変わった形の物が掴みにくいなぁ…力が入り過ぎちゃう。
「2.手の動きの障害」と類似しますが、変わった形の物体が持ちにくくなったり力の調整が難しくなるといった、運動調節機能の障害がみられる場合があります。
- 主に深部感覚(関節定位覚・位置覚・運動覚)の障害によって引き起こされる
- 把持した物体を途中で落としたり、手の向きを変えた途端に落としてしまう
- ゆっくりとして運動が出来ない
- 動作が拙劣になり、何度も繰り返すことが出来ない
4.防御知覚(痛覚、温度覚)の障害

最近、知らないうちに擦り傷が出来るなぁ

怪我しても治りが遅い気がするけど何でだろう…
防御知覚の障害は、日常生活を送る上で非常に大きな影響を与え得るものであるため、大きな事故にならないよう管理をきちんと行う必要があります。
- 主に表在感覚(触覚・痛覚・温度覚)の障害によって引き起こされる
- 痛みを感じにくくなると、擦過傷や外傷、熱傷を受けやすい
- 怪我に気付かないことも多く、中々治癒しないことも多く、症状も悪化しやすい。
【まとめ】感覚・知覚検査の意義
作業療法場面では、対象者の方の日常生活活動(ADL)と退院後の社会生活とを結びつけていくことが非常に重要です。
感覚・知覚検査は、ADLと社会生活を想定し治療計画を立案する上で重要な指標となります。
そのため治療を行う前に、きちんとした検査を実施する必要があります。
感覚・知覚検査の意義を以下にまとめます。
- ADL動作障害を感覚・知覚機能の面から評価する
- 損傷部位、障害の範囲や程度を評価する
- 手の知覚機能の実用性を評価する
- 今後のリハビリテーション計画を立案する
ヒトの感覚分類

現在までに知られている感覚は、以下の通りです。
種類 | 概要 | 例 |
体性感覚 | 皮膚感覚や深部感覚。受容器が身体全体に分布している | 触覚 痛覚 温度覚 運動覚 圧覚 振動覚 |
内臓感覚 | 内臓に分布した神経で、内臓の状態を神経活動情報として感知する | 臓器感覚 内臓痛 |
特殊感覚 | いわゆるヒトの「五感」。
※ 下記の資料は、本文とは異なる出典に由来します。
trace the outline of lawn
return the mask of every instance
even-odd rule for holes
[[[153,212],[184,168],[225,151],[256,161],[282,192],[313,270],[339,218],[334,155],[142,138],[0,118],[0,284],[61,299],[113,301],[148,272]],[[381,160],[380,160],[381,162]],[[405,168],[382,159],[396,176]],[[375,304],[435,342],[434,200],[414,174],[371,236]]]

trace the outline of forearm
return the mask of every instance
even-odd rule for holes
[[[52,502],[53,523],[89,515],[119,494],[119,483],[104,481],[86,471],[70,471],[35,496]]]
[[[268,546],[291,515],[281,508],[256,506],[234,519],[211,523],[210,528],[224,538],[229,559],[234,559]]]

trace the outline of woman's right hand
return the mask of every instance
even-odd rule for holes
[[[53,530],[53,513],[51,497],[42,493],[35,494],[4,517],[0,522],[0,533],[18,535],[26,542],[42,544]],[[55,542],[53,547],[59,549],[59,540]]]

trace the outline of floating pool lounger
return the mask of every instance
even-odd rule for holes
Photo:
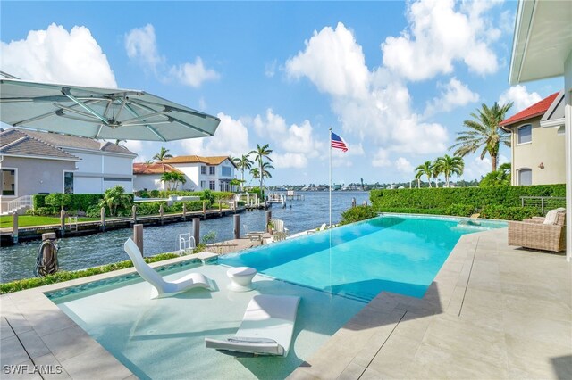
[[[226,351],[287,356],[299,302],[297,296],[255,295],[234,336],[205,338],[205,344]]]

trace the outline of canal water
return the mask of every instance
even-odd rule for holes
[[[288,228],[289,234],[317,228],[323,223],[328,222],[328,192],[299,192],[297,194],[303,195],[304,200],[289,201],[284,209],[278,205],[269,209],[272,211],[273,218],[284,220],[284,227]],[[341,212],[351,206],[352,198],[356,198],[358,204],[362,204],[364,201],[369,202],[369,193],[332,193],[332,223],[340,221]],[[241,235],[245,232],[265,229],[265,211],[247,211],[240,215]],[[232,216],[201,220],[200,222],[201,236],[214,232],[216,242],[232,239]],[[192,233],[192,221],[161,227],[145,227],[143,237],[145,255],[152,256],[178,250],[177,236],[179,234],[189,232]],[[129,260],[122,247],[125,240],[131,235],[132,229],[125,228],[60,239],[58,243],[60,268],[78,270]],[[0,283],[33,277],[39,245],[39,241],[33,241],[2,247],[0,250]]]

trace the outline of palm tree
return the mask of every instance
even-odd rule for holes
[[[263,198],[264,198],[264,191],[263,191],[262,185],[264,182],[264,178],[265,177],[272,178],[270,177],[270,173],[268,173],[267,171],[266,173],[268,174],[268,176],[265,176],[264,163],[265,163],[265,160],[268,160],[271,162],[273,161],[273,160],[270,158],[270,153],[272,153],[272,152],[273,151],[272,149],[270,149],[270,145],[268,144],[265,144],[263,146],[260,146],[259,144],[257,144],[257,149],[250,151],[250,153],[248,153],[248,155],[254,154],[254,161],[258,163],[258,175],[260,178],[260,196]]]
[[[417,176],[421,178],[421,176],[427,176],[427,182],[429,183],[429,187],[431,187],[431,178],[433,177],[433,163],[430,161],[425,161],[423,164],[417,166],[416,169],[416,178]]]
[[[421,171],[415,173],[415,178],[417,180],[417,188],[421,188],[421,176],[423,176]]]
[[[244,184],[244,170],[250,170],[254,162],[248,159],[248,155],[247,154],[242,154],[240,158],[234,157],[232,161],[237,169],[240,170],[240,180],[242,181],[240,182],[240,188],[242,188],[242,184]]]
[[[165,171],[161,176],[161,180],[167,185],[167,191],[171,190],[171,183],[173,182],[172,175],[176,174],[172,171]]]
[[[451,157],[445,154],[444,157],[439,157],[435,161],[435,166],[445,175],[445,187],[449,187],[449,179],[452,174],[460,176],[465,169],[465,162],[460,157]]]
[[[508,103],[500,106],[496,102],[492,107],[481,104],[477,112],[472,112],[473,120],[463,121],[463,125],[468,128],[458,133],[457,143],[449,149],[457,147],[455,155],[465,157],[468,153],[474,153],[483,148],[481,160],[488,153],[491,156],[492,171],[497,169],[499,160],[499,148],[500,144],[510,146],[510,134],[499,127],[499,123],[505,119],[507,112],[512,107],[513,103]]]
[[[172,154],[169,154],[169,150],[165,149],[164,146],[161,146],[161,150],[158,153],[153,156],[153,160],[163,161],[167,158],[172,158]]]

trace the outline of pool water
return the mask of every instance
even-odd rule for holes
[[[158,269],[167,280],[190,271],[217,289],[151,300],[136,274],[46,294],[142,379],[285,378],[381,291],[421,297],[459,237],[499,222],[384,216],[230,254],[217,265],[185,262]],[[255,290],[227,290],[230,267],[258,270]],[[205,348],[231,336],[253,295],[301,297],[286,358],[234,358]]]
[[[381,291],[423,297],[462,235],[504,226],[384,216],[225,255],[220,262],[362,301]]]

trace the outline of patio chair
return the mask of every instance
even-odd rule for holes
[[[181,292],[186,292],[196,287],[201,287],[208,290],[214,290],[214,282],[206,277],[202,273],[189,273],[178,280],[169,282],[165,281],[161,275],[145,262],[141,251],[130,237],[123,244],[125,252],[129,255],[133,265],[143,279],[153,286],[151,290],[151,298],[162,298]]]
[[[299,302],[298,296],[255,295],[234,336],[205,338],[205,345],[222,351],[287,356]]]
[[[546,218],[509,222],[509,245],[542,251],[566,251],[566,211],[551,210]]]

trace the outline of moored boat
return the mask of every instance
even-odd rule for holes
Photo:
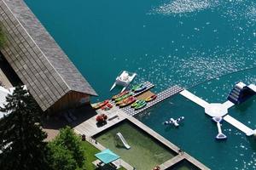
[[[135,101],[136,101],[136,98],[134,96],[130,96],[126,99],[123,100],[123,103],[119,105],[119,107],[125,107],[127,105],[130,105]]]
[[[137,100],[136,102],[134,102],[133,104],[131,104],[131,107],[136,107],[137,105],[141,104],[141,103],[143,103],[144,100],[143,99],[138,99]]]
[[[105,100],[105,101],[102,101],[102,102],[98,102],[98,103],[96,103],[96,104],[93,104],[91,105],[91,107],[95,110],[97,110],[104,105],[106,105],[107,104],[108,104],[108,99]]]
[[[114,99],[118,99],[118,98],[119,98],[119,97],[122,97],[123,95],[125,95],[125,94],[128,94],[128,93],[129,93],[128,90],[125,90],[125,91],[124,91],[124,92],[121,92],[121,93],[119,93],[119,94],[118,94],[113,96],[113,97],[112,97],[112,99],[114,100]]]
[[[121,96],[121,97],[119,97],[119,98],[117,98],[115,100],[114,100],[114,102],[119,102],[119,101],[120,101],[120,100],[122,100],[122,99],[125,99],[125,98],[128,98],[129,96],[131,96],[133,94],[132,93],[128,93],[128,94],[125,94],[125,95],[123,95],[123,96]]]
[[[137,105],[134,109],[135,110],[139,110],[142,109],[143,107],[145,107],[147,105],[147,102],[143,100],[143,102],[139,103],[138,105]]]
[[[132,88],[131,88],[131,91],[135,91],[136,89],[141,88],[142,86],[143,86],[143,84],[137,84],[137,85],[134,85]]]
[[[136,88],[134,90],[134,93],[139,93],[142,92],[143,90],[147,89],[147,86],[144,86],[143,84],[142,86],[140,86],[139,88]]]
[[[122,73],[116,77],[114,83],[110,88],[110,91],[113,88],[114,88],[116,85],[123,86],[124,88],[121,92],[125,91],[126,88],[129,86],[129,84],[133,81],[136,76],[137,76],[136,73],[123,71]]]
[[[152,96],[149,96],[148,98],[145,99],[145,101],[146,102],[149,102],[149,101],[152,101],[154,99],[155,99],[157,98],[157,95],[156,94],[153,94]]]

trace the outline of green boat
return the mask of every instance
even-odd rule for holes
[[[147,102],[144,101],[144,100],[143,100],[143,102],[141,102],[141,103],[137,104],[137,105],[134,107],[134,109],[135,109],[135,110],[139,110],[139,109],[142,109],[142,108],[145,107],[145,106],[147,105]]]
[[[114,100],[114,102],[121,101],[122,99],[125,99],[125,98],[128,98],[129,96],[131,96],[132,94],[133,94],[132,93],[129,93],[129,94],[125,94],[125,95],[123,95],[123,96],[121,96],[121,97],[116,99]]]
[[[132,87],[131,91],[135,91],[136,89],[141,88],[143,84],[137,84]]]
[[[141,103],[143,103],[144,100],[143,99],[138,99],[136,102],[134,102],[133,104],[131,104],[131,107],[136,107],[137,105],[140,105]]]

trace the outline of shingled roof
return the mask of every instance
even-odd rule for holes
[[[70,91],[97,95],[23,0],[0,0],[0,22],[1,51],[43,110]]]

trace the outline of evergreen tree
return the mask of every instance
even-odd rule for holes
[[[55,142],[49,142],[48,147],[49,153],[47,158],[51,170],[76,169],[77,162],[69,150],[62,145],[56,144]]]
[[[60,134],[54,140],[56,145],[62,145],[70,150],[79,167],[82,167],[84,161],[81,139],[73,133],[70,127],[61,129]]]
[[[0,23],[0,48],[3,47],[3,45],[6,43],[6,37],[5,34],[1,27],[1,23]]]
[[[21,86],[6,99],[8,104],[0,108],[9,112],[0,120],[0,169],[48,169],[44,142],[46,133],[38,123],[41,110]]]

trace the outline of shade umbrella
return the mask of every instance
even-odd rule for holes
[[[100,153],[97,153],[95,155],[99,160],[103,162],[105,164],[110,163],[119,158],[118,155],[111,151],[109,149],[104,150],[103,151],[101,151]]]

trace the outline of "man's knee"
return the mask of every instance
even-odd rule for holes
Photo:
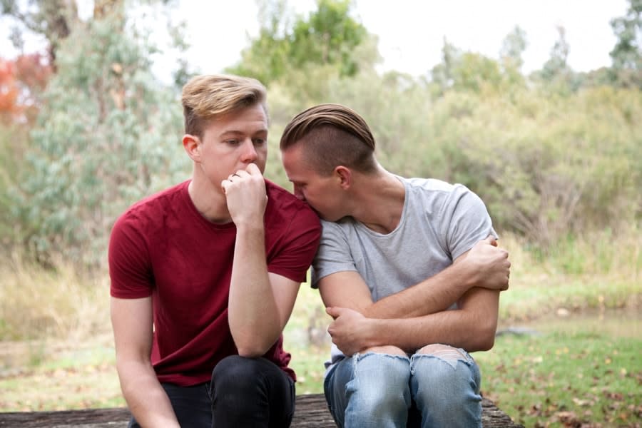
[[[258,359],[230,355],[221,360],[214,367],[212,386],[228,390],[253,386],[260,379],[260,372]]]
[[[375,354],[387,354],[388,355],[402,355],[404,357],[407,356],[406,352],[404,352],[403,350],[398,348],[396,346],[392,346],[392,345],[384,346],[373,346],[361,351],[360,354],[365,354],[367,352],[374,352]]]
[[[462,352],[461,350],[447,345],[442,345],[441,343],[427,345],[419,350],[416,354],[420,355],[432,355],[437,358],[448,361],[466,360],[466,355]]]

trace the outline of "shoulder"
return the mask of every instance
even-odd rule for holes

受容器が特定部位に限局している | 視覚 聴覚 味覚 嗅覚 平衡覚 |
一般的分類にならえば、「感覚」は①体性感覚、②内臓感覚、③特殊感覚の3つに分類されます。
作業療法士が臨床場面で関わる機会が多い、体性感覚についてもう少し詳しくまとめます。
体性感覚の分類・種類
体性感覚は、①表在感覚、②深部感覚、③複合感覚の3つにさらに分類されます。
【表在感覚】…皮膚あるいは粘膜の感覚のこと
- 触覚
- 痛覚
- 温度覚
【深部感覚】…骨膜、筋肉、関節等から伝えられる感覚のこと
- 関節定位覚
- 振動覚
- 位置感覚
- 運動覚
【複合感覚】…「知覚」を含むより高次な感覚のこと
- 二点識別覚
- 皮膚書字覚
- 立体認知
- 二点同時識別感覚
最後に
本記事では、「感覚・知覚の基礎知識」をテーマに解説してきました。いかがでしたでしょうか。
「感覚」と「知覚」の違いや「感覚の分類」は理解が難しいところではありますが、臨床場面で関わる機会も多く、きちんと学習する必要があります。
本記事を通して、知識の整理に役立てていただければ幸いです。